I was also curious how Bulldozer modules are expected to interact with Windows 7. Intel and Microsoft put a deliberate effort into optimizing for Hyper-Threading. The operating system’s scheduler knows the difference between a physical core and a Hyper-Threaded core. If it has two threads to schedule, Windows 7 and Server 2008 R2 use two physical cores. The alternative—scheduling two threads to the same physical, Hyper-Threaded core—would naturally sacrifice performance. Because Bulldozer modules are still sharing resources, it’d stand to reason that a four-module Zambezi CPU would be best served by similarly handling two threads using different modules. Though AMD wasn’t able to address how it’ll handle this interaction, it assures me that it’s working with OS vendors on optimizations that’ll be ready for Bulldozer’s release.
Zambezi, based on Bulldozer, might just look like this.
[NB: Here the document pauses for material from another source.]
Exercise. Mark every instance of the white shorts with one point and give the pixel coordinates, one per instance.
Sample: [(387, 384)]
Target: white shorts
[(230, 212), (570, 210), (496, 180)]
I also asked John about the front-end’s instruction/cycle capabilities and the shared L2’s capacity configuration, but neither of those details is available yet. What he could tell me was that the 128-bit FP units are symmetrical, and that, on any cycle, either integer core can dispatch a 256-bit AVX instruction (assuming software compiled to support AVX). Or, both integer cores can dispatch a single 128-bit instruction at the same time.
In addition, John clarified how each integer unit’s pipelines are oriented. Whereas K10 enables three pipelines shared between ALUs and AGUs (effectively 1.5 of each), Bulldozer increases this number to four pipelines—two dedicated AGU and two dedicated ALU. The L1 cache configuration is a bit different, too. Whereas K10 offered 64 KB of L1 instruction and 64 KB of L1 data cache per core, Bulldozer enables 16 KB of L1 data cache per core and 64 KB of 2-way L1 instruction cache per module. It remains to be seen how the smaller L1 affects performance.